Atopic dermatitis (AD) is a common, chronic inflammatory skin disease, in which patients' quality of life are severely disturbed by inpatient itching [4]. The etiology of AD is multifactorial and has not yet been fully elucidated. One of the contributing factors that establish AD skin is dysbiosis of the skin bacterial microbiome characterized by a reduction in microbial diversity, overgrowth of Staphylococcus aureus , and a relative reduction of commensal species [5]. In recent years, the skin fungal microbiome, known as the name of skin mycobiome, has also been highlighted in skin diseases. The human skin mycobiome shows relative monotony, in which the genus Malassezia dominates the skin mycobiome, with only minor contributions from other fungi under steady‐state conditions [6]. The AD skin mycobiome is characterized by depleted amounts of Malassezia and a higher abundance of filamentous fungi [7].

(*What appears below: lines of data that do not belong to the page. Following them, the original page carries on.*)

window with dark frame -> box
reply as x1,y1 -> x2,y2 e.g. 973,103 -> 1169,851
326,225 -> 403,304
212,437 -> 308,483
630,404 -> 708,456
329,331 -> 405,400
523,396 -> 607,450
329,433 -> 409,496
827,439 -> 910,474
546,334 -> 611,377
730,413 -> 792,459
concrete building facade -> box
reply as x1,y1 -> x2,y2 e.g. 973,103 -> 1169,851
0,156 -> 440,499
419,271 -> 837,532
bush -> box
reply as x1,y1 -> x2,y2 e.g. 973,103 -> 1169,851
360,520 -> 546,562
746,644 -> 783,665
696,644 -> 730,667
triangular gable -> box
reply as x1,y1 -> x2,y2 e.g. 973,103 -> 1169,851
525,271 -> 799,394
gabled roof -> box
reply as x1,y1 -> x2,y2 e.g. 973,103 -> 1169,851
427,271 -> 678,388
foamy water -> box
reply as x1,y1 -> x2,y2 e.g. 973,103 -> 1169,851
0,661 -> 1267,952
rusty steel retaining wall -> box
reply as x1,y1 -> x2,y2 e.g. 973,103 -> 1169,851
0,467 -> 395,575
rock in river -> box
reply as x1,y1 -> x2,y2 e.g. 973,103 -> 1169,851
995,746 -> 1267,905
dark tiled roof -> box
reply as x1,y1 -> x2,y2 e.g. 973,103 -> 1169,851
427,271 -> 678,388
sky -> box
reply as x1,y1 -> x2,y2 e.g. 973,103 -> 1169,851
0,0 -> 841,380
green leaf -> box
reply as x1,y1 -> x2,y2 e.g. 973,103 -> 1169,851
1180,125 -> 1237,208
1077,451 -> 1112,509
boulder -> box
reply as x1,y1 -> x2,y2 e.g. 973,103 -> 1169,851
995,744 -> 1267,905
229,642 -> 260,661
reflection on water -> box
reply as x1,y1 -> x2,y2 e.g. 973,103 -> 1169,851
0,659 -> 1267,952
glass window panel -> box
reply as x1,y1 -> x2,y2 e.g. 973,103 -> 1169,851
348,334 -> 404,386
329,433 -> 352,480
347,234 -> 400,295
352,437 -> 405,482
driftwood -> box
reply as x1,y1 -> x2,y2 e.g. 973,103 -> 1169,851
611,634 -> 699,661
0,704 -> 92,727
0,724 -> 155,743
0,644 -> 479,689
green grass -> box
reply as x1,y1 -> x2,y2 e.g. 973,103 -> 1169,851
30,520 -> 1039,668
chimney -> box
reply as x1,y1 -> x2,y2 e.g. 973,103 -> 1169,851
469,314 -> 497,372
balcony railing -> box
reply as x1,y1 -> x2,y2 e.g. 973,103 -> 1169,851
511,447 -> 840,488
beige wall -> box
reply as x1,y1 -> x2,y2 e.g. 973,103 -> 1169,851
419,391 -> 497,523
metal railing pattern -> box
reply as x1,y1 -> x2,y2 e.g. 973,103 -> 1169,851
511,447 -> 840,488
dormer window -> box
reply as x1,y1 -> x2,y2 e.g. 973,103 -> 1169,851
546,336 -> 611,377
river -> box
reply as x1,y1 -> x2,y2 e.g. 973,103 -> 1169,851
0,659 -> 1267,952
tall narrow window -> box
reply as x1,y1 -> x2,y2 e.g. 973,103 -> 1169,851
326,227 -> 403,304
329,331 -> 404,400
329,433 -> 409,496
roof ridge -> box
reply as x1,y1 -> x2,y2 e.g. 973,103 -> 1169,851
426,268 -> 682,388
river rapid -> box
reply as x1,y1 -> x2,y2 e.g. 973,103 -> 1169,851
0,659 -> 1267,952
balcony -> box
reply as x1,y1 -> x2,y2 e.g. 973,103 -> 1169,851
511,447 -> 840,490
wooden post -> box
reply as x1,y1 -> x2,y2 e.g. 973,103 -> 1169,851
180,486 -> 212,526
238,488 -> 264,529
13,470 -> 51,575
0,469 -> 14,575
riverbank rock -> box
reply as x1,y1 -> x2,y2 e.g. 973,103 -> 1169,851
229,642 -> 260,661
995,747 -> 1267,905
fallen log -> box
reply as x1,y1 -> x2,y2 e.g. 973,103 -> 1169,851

In recent years, biological drugs targeting specific inflammatory cytokines have been used to improve inflammatory skin disorders, such as interleukin (IL)‐4, IL‐13, and IL‐31 for AD and tumor necrosis factor (TNF) α, IL‐17, and IL‐23 for psoriasis. These treatments not only attenuate skin inflammation activity but also influence the bacterial microbiome in humans. For example, AD treatment with an IL‐4RA inhibitor namely dupilumab (DUP) shifts the bacterial microbiome toward healthy skin flora [8]. Anti‐IL‐23p40 antibody therapy for psoriasis increased the β‐diversity of the skin bacterial microbiome to after treatment [9]. A patient with psoriasis who had been treated with an anti‐IL‐17A antibody developed AD‐like eczema in exchange for complete remission of psoriasis, which might be associated with skin bacterial dysbiosis [10]. Focusing on the skin mycobiome, a few research are carried out in psoriasis. Treatment with anti‐IL‐23p19 antibodies for psoriasis decreased the genus Malassezia on the antecubital fossa, whereas treatment with TNF‐α, IL‐17, and IL‐23p19 inhibitors did not affect the mycobiome on the postauricular skin [11, 12]. The features of skin mycobiome in Asian AD skin, which is characterized by not only Th2 but also Th17 signal involvement [13], and the effects of biological therapies for AD skin mycobiome were not sufficiently investigated.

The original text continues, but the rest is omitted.